Update on Government Digital Strategy - aligning IT with Digital
Update on progress made on the Government Digital Strategy as at March 2013.
The background
The Civil Service Reform Plan set out the need to move to a “digital civil service” - digital by default in skills, style and how citizens use services to interact with government. Following on from that, the Government Digital Strategy was published in November 2012. It set out a clear vision for digital services so straightforward and convenient that all those who can use them prefer to do so. These services would be more efficient and cost-effective, delivering on the government’s Efficiency and Reform agenda.
The Digital Strategy established 14 clear actions. In December 2012, each department published its own Departmental Digital Strategy, corresponding to the 14 actions.
Efficiency and reform
We estimate that moving services from offline to digital channels will save between £1.7 and £1.8 billion a year. Looking closely at one area of IT spend, a recent NAO report highlighted that government is likely to meet, if not exceed, its target of £440 million savings for 2012-13 from the ICT spend control and shared ICT infrastructure programme. By October 2012, £410 million had already been saved through these initiatives in 2012/13.
At present government spends some £6 billion on ICT per year by ensuring the IT and digital agendas are aligned; both strategies can be accelerated and efficiencies made.
Technology skills are one of the fundamental parts of creating outstanding digital public services, and we need to improve the diversity of our skills base, particularly in development, service design and legacy renewal. This is crucial to our Digital by Default objectives, and will also deliver savings.
Progress – 3 months on
The 14 actions in the Government Digital Strategy can be viewed here and some updates on those most closely linked to digital capability across government are detailed below.
Action 1. Departmental and transactional agency boards will include an active digital leader
Each department has appointed an active digital leader, working closely with Government Digital Service as part of a digital leader network.
Action 2. Services handling over 100,000 transactions each year will be re-designed, operated and improved by a skilled, experienced and empowered Service Manager
The Government Digital Strategy required major transactional departments to identify ‘exemplar’ services for transformation. Of the 23 identified:
- work has begun on 15 of these and 9 are at alpha/beta delivery stages.
- 5 Service Managers have been formally appointed
Action 3. All departments will ensure that they have appropriate digital capability in-house, including specialist skills
Departments are working towards recruiting digital capability in-house. For example, Ministry of Justice have created a new Digital Services Division, a team of skilled experts working on cutting edge new ideas for the department.
Action 4. Cabinet Office will support improved digital capability across departments
We have reviewed the team and introduced a new structure that prioritises user needs and provides the support departments need to make this transformation.
- 14 Senior Technical Advisors are being appointed to Government Chief Technology Officer Liam Maxwell’s team to support departments
- The role vacated by former Government CIO Andy Nelson, who is now CIO at DWP, will not be filled, as the cross-government role is no longer central to delivery.

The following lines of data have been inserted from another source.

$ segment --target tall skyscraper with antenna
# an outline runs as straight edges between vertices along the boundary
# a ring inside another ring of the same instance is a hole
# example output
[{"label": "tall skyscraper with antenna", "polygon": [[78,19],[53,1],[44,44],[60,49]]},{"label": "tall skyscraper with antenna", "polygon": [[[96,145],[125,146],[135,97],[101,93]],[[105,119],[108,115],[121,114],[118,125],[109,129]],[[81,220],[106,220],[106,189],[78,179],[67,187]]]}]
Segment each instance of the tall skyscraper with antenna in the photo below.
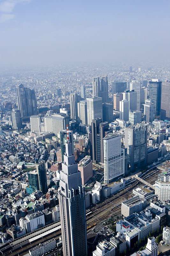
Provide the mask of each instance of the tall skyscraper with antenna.
[{"label": "tall skyscraper with antenna", "polygon": [[64,256],[87,255],[85,194],[68,128],[60,171],[59,204]]}]

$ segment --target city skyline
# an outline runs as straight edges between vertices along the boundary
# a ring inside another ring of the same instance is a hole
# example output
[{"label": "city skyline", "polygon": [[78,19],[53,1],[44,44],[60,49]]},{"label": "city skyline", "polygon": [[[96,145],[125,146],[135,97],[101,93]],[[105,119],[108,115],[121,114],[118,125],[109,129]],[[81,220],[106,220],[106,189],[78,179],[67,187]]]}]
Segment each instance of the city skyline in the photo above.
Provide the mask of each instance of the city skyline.
[{"label": "city skyline", "polygon": [[[94,56],[101,61],[167,60],[170,3],[163,3],[2,1],[1,60],[15,64],[93,61]],[[101,31],[105,36],[96,44]]]}]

- Within departments, CIOs will continue to play a crucial role where the role is adapted to user needs. For example, a CIO in the Department for Work and Pensions has a very different role to one in Defra, and both are led by the end service.
- Departmental digital leaders and CIOs will work closely together to drive digital transformation.
- Government Chief Operating Officer Stephen Kelly is to take on the additional role of Government Senior Information Risk Owner (GSIRO). The management of information and technical risks is fundamental to business delivery and a core responsibility for all senior leaders.
Action 6: From April 2014, all new or redesigned transactional services will meet the Digital by Default service standard
A beta version of the Digital by Default Service Standard will be published on 14 March 2013, ahead of a full launch in mid-April.
From April 2014, all new or redesigned government services must meet this new standard, in order to ensure consistency and quality across government’s digital services, and put user needs firmly at the heart of service design.
GDS has provided guidance, tools and code for departments alongside the standard.
In summary
Stephen Kelly, Government Chief Operating Officer comments:
Andy Nelson has achieved remarkable feats in the Government CIO role, and the fact that he has moved to lead IT on a pivotal welfare reform project in such a high-profile department is evidence of his abilities. The legacy he has left means we are in a fantastic position to review our governance and set the direction for the future of our technology leadership. Governance is central to promoting a web-based, user focussed, and participative culture. Because it reflects what our users need from government digital services- but also because it helps us to deliver on our efficiency and reform priorities.
The NAO report was supportive of what we were doing but it recognised the scale of the change required – and the skills we would need to deliver. We want an exceptional Civil Service delivering the best for Britain: more skilled, less bureaucratic and more unified. The world has changed and so must we – and ensuring we are equipped for the digital future is part of that. Roughly £1.2 billion of savings could be made during this Parliament alone by bringing central government transactional services online. So, the opportunity is huge, and this progress means we are racing to meet it.